New cells identified that repair tissue
Researchers at Oxford University have discovered that a newly discovered group of cells can help repair tissues in the body.
The researchers, who are supported by the NIHR Oxford Biomedical Research Centre, say these cells, which are abundant in our bodies, could be harnessed to help heal tissues and treat diseases such as infections of the lung, the bowel or the skin. The research was published in the journal Cell Reports.
The two Oxford teams were investigating a kind of white blood cell, the mucosal associated invariant T cells, or MAIT cells for short, which were only identified in the last few years.
Dr. Timothy Hinks, of the University's Experimental Medicine Division led one of two research groups studying these cells. He said: "MAIT cells are remarkable in several ways. They are very numerous throughout the different tissues of our bodies. They are also ancient in evolutionary terms, being found in animals as distantly related as humans, mice and even opossums and Tasmanian devils.
"The cells have changed very little in 150 million years, suggesting they play an important role in health. But it's been hard to work out exactly what that key role is."
It was first suspected they protect us against bacterial infections. Working with colleagues at the University of Melbourne, in Australia, the Oxford group has since shown that MAIT cells can also protect us against viral infections like influenza.
"But now we have also discovered a third and potentially very important role for these intriguing cells, in repairing damaged tissue," said Professor Paul Klenerman, of the Nuffield Department of Medicine, who led the second research group.

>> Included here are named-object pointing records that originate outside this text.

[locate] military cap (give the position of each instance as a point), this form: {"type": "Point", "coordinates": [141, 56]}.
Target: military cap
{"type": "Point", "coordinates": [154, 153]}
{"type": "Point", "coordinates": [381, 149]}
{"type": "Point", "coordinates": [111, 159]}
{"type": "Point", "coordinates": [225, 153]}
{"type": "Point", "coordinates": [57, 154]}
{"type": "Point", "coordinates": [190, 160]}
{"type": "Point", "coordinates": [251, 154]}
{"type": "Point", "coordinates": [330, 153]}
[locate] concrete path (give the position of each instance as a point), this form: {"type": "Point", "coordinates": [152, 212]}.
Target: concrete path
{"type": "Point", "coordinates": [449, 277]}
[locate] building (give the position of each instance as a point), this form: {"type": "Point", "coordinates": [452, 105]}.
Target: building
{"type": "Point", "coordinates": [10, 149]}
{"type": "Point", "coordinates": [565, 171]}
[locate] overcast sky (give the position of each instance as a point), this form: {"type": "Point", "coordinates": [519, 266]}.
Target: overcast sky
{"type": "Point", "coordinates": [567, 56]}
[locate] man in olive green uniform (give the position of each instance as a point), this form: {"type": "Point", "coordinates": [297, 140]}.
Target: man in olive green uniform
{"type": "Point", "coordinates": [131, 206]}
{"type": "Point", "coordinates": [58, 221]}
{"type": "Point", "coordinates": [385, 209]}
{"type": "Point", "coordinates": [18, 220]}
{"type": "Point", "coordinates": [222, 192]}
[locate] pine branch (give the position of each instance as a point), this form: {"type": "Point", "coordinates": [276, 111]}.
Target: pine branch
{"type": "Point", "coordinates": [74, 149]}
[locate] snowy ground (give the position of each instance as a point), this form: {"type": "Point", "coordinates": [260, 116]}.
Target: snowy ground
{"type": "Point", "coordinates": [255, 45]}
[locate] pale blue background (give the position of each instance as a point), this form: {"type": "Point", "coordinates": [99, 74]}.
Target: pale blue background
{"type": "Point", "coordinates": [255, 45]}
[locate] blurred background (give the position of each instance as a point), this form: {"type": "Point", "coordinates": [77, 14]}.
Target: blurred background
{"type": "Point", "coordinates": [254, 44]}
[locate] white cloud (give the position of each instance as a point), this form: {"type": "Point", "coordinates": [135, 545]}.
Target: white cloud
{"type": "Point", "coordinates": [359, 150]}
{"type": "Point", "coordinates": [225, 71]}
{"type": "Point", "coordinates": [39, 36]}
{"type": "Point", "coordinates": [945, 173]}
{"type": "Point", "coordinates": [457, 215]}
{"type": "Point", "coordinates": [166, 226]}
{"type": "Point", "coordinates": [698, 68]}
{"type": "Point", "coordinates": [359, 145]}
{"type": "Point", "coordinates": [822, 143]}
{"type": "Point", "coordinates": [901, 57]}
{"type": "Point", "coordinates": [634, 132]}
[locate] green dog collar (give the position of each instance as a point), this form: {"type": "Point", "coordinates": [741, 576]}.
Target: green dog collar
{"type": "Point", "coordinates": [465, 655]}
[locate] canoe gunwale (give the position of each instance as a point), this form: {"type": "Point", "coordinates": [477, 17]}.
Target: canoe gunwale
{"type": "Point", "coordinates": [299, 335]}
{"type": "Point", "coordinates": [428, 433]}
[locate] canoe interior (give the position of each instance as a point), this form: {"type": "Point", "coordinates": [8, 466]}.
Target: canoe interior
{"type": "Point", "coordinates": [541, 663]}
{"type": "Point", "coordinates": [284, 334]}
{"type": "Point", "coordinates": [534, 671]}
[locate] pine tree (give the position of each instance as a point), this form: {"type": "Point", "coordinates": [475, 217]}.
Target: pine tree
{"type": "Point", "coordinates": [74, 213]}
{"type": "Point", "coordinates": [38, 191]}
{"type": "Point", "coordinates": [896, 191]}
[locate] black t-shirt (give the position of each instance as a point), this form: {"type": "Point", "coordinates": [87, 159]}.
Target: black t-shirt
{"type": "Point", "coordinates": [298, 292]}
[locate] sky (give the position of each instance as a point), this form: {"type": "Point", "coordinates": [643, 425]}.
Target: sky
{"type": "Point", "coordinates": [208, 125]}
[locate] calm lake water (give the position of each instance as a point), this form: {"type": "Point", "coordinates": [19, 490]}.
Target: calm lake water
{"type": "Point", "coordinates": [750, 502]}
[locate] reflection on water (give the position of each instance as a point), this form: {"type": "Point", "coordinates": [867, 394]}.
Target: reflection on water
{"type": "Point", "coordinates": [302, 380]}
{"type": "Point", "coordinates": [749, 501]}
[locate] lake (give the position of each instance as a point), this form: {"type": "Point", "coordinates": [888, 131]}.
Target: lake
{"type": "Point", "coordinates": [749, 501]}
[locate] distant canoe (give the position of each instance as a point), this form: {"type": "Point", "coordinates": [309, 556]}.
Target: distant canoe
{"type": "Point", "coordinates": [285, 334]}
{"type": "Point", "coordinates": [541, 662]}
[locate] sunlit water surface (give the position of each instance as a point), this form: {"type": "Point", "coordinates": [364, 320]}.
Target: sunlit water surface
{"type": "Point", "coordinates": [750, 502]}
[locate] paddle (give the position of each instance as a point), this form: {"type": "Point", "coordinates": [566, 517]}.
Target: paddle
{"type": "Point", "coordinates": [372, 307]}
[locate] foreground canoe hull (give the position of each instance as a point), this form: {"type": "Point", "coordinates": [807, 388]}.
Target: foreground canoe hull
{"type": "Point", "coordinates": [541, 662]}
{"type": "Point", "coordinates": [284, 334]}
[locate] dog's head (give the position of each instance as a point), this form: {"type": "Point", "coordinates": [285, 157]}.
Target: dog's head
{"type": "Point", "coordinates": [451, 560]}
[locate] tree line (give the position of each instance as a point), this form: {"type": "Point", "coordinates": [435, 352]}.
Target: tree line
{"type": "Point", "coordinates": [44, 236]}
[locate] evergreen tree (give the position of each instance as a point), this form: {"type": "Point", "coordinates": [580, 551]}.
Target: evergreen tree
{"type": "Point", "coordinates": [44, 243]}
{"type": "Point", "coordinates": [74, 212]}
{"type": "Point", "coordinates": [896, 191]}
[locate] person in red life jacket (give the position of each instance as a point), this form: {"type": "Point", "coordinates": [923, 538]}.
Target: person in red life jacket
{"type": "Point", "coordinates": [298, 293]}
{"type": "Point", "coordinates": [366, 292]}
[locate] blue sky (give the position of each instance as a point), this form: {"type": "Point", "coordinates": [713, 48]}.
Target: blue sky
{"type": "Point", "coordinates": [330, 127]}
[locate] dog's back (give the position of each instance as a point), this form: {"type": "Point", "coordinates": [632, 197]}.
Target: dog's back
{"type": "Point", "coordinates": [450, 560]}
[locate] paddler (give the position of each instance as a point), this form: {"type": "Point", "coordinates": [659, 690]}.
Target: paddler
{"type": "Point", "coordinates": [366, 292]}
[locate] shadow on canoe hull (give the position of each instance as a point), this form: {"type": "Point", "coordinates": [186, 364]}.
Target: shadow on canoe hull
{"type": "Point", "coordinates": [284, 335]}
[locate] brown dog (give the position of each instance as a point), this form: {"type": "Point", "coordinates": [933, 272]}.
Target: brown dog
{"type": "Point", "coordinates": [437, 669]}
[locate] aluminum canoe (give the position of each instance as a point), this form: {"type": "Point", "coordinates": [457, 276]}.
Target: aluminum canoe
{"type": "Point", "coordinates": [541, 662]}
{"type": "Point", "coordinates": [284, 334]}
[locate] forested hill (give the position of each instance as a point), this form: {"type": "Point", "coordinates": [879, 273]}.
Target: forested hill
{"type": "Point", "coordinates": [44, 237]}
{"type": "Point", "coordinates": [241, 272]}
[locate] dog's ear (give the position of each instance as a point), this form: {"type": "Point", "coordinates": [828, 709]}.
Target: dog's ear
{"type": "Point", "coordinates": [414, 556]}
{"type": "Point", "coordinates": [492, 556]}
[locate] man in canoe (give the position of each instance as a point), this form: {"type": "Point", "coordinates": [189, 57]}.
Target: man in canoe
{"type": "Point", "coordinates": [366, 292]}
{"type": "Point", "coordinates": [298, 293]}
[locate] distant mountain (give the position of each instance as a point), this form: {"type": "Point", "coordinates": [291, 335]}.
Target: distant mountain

He added: "When these cells sense bacteria and are activated, they turn on genes which can drive the damaged tissue to heal itself. This may be the explanation for why MAIT cells have proved so important to animals and humans in the past."
He explained that the discovery opens up the possibility that these cells could be used in the future in new therapies.
"Potentially these cells, which can be activated by simple vitamin-related molecules, could be used to accelerate healing of wounds such as chronic skin ulcers or damaged gut in inflammatory bowel disorders like Crohn's Disease and Ulcerative Colitis," Professor Klenerman said.